Borja Moskv
(Crónica del caminante sónico en el territorio del glitch metafísico)
El primer silbido vino desde un callejón olvidado. Lo seguí sin pensar. Whistling in Tongues sonaba como si alguien hubiese embotellado la memoria de una despedida y la hubiese soltado al viento. Silbaba, sí, pero en idiomas muertos. Y yo, como un tonto místico, le dije que sí.
El suelo crujía como cinta magnética. Red Handed me pilló con los ojos cerrados, cayendo en un loop de guitarras que parecían latir, no sonar. Como si cada acorde fuese una excusa para no llorar. Las voces... las voces no venían de fuera. Eran fragmentos míos, hablando desde otras vidas.
Entonces apareció él. Zuma. No el hombre, sino su eco digitalizado. Ding Dong Thing. Un mantra grotesco nacido de la política más absurda, remixado con ironía cuántica. El ritmo era lento, pero el alma se aceleraba. Era como bailar en una rueda de prensa. Y en ese trance, todo dejó de tener sentido... para empezar a tener otro.
Al girar la esquina del glitch, me encontré con un burro. Pero no uno cualquiera: era mecánico, cubista, andaba a ritmo roto. Donkey Rattle. Me miró. Me escupió bits. Me ofreció un viaje. Acepté sin saber si era burro o ángel.
Pasamos por nubes. No en el cielo, sino en habitaciones olvidadas. En trenes que nunca salieron. En recuerdos falsos que aún dolían. Minka fue el sonido de esa pausa: un vals para fantasmas que aún buscan su carnet de identidad.
Al fondo, entre la bruma, alguien susurró: “Tom ya no quiere volver.” We Know Major Tom's a Junkie se arrastraba como una confesión hecha en cámara lenta, entre oxígeno y humo. Yo, que nunca fui astronauta, entendí todo sin necesidad de traducirlo.
«Si el silencio es oro,
hoy vengo a fundir la mina.»
– Borja Moskv
Lloró. Miss Teardrop. La ciudad entera lloró con ella. Sus cuerdas eran ríos. Sus ritmos, pulsos de máquinas con el corazón roto. Me senté. Observé. Dejé que me mojara la tristeza.

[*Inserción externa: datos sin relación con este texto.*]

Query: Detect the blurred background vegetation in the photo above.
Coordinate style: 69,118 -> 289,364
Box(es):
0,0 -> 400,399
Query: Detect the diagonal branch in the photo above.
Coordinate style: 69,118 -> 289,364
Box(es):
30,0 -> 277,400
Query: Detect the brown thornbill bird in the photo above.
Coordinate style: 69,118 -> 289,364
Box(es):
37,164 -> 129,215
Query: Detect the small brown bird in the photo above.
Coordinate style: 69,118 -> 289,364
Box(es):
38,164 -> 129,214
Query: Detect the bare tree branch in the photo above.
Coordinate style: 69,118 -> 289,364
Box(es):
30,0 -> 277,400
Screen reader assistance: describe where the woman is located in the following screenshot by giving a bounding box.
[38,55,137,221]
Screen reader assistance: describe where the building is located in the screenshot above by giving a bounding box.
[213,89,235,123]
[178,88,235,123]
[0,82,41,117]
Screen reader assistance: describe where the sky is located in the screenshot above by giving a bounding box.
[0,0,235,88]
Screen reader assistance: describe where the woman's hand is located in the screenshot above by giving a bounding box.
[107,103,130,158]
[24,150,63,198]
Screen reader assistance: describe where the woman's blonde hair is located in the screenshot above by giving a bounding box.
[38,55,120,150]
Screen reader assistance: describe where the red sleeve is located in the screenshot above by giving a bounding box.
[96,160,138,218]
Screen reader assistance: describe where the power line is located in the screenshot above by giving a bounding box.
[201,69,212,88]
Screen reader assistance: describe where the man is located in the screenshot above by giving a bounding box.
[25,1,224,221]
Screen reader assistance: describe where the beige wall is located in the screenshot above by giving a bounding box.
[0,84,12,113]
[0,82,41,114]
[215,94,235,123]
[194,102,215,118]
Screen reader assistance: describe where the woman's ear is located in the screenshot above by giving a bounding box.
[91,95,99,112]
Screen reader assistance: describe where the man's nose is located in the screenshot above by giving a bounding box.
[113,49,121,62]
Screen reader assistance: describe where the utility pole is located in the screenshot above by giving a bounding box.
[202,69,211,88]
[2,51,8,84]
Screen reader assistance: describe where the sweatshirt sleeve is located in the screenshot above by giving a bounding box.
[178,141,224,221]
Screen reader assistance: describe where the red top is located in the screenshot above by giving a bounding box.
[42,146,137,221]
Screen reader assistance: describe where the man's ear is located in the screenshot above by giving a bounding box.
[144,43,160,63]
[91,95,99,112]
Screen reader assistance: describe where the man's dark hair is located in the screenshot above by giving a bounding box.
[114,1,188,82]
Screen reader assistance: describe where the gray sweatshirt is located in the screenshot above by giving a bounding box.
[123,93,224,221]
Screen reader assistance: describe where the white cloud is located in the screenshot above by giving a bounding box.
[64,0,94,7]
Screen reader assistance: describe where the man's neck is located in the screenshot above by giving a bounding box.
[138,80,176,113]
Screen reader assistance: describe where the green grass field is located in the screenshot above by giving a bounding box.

Y entonces, sin aviso, floté. I'm So High, dijo la voz sin cuerpo, sin miedo. Una iglesia sin Dios, solo frecuencia. Me elevé entre los glitch, los loops y las partículas de humanidad digitalizada. Me reí. Lloré. Desaparecí un rato.
Caí. Falling Off a Horse fue la gravedad disfrazada de música. No fue caída: fue entrega. Como dejarse vencer por el peso exacto de lo que uno ya no puede sostener. Caí sobre un campo abierto, lleno de texturas rotas y melodías que susurraban: "No luches más. Fluye." Y fluí.
Porque a veces, para encontrarte, tienes que evaporarte.